For purposes of the registration requirements of the Securities Act, we respectfully submit that it is appropriate to view the separate series of a Delaware statutory trust as functionally equivalent to different classes of equity securities of a single issuer. Indeed, this is the approach the staff appears to have taken in respect of the numerous multi-series commodity pools that have been permitted to register on a single registration statement in the past. See, for example,Quadriga Superfund, L.P. (SEC Registration No. 333-136804),World Monitor Trust III (SEC Registration No. 333-119612),The Frontier Fund (SEC Registration No. 333-129701).
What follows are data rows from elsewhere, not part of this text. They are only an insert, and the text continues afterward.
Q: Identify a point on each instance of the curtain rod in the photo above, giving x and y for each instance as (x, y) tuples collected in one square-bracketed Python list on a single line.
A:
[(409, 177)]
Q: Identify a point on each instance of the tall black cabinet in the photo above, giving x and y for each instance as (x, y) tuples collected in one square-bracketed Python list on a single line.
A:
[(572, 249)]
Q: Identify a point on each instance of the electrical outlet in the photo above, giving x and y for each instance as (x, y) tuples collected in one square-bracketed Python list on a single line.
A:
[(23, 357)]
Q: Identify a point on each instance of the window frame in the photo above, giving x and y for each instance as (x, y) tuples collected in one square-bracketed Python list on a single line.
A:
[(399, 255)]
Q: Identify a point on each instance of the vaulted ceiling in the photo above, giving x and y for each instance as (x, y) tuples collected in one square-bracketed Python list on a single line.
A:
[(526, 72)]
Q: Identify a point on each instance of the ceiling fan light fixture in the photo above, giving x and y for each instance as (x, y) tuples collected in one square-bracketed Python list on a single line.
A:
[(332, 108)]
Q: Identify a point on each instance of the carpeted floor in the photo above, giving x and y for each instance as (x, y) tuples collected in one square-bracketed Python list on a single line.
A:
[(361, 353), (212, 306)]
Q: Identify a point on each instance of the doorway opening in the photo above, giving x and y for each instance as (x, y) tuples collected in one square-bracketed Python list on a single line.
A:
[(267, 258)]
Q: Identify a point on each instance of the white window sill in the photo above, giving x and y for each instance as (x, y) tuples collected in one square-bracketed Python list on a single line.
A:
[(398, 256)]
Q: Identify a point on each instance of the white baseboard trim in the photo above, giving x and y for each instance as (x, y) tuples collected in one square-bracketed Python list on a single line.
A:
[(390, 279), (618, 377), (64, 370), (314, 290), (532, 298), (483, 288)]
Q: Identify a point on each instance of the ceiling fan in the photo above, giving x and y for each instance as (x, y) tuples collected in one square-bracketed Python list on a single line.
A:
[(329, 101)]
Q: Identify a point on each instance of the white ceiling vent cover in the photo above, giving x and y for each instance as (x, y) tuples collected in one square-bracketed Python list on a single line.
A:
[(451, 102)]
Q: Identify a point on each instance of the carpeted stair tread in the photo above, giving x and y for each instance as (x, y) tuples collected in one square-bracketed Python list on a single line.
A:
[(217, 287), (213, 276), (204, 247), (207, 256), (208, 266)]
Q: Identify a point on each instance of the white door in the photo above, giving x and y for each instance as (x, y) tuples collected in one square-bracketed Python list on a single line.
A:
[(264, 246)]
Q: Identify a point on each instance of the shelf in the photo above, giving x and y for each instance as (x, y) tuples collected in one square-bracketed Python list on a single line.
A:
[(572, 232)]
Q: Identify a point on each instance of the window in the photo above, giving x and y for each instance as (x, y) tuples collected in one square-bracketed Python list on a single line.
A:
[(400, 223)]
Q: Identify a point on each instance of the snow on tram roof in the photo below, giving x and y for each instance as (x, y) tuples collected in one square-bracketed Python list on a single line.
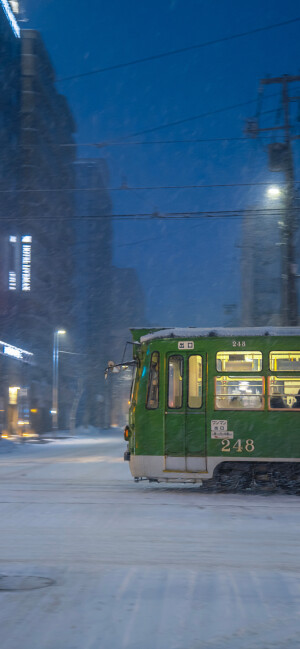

In registering multiple series of a single issuer on a single registration statement, sponsors of commodity pools take their cue from sponsors of mutual funds and ETFs. The registration under the Securities Act of each series of a single issuer organized in multiple series (each separate as to its assets and liabilities and with separate voting rights) is contemplated with specificity by Section 18(f)(2) of the Investment Company Act, Rule 18f-2 thereunder and Form N-1A (the form on which mutual funds and most ETFs register their shares under the Securities Act). Indeed, we respectfully submit that the Delaware statutory trust organized in series is a common form of organization of mutual fund and ETF families, and that examples of each are so numerous that to cite specific examples is unnecessary. The Bullish Fund and the Bearish Fund will be listed on a national securities exchange like an ETF and are structurally and analytically analogous to ETFs and ETF families in many respects, although commodity pools are not eligible to register on Form N-1A because they are not investment companies within the meaning of the Investment Company Act. The availability of a particular form for registration under the Securities Act would appear, in our judgment, to be irrelevant to the substantive question raised, but we bring Form N-1A to your attention because it is a form published by the Division of Corporation Finance that specifically contemplates the registration under the Securities Act of the securities of a single issuer organized in multiple series on a single registration statement.
Finally, we submit that the use of a multi-series entity for the organization of collective investment vehicles to be registered under the Securities Act is beneficial to investors as it tends to promote administrative efficiency and reduce administrative expense. Please see the sub-section “The Trust and the Funds; The Master Trust and the Master Funds” in the “Summary” section on page 1.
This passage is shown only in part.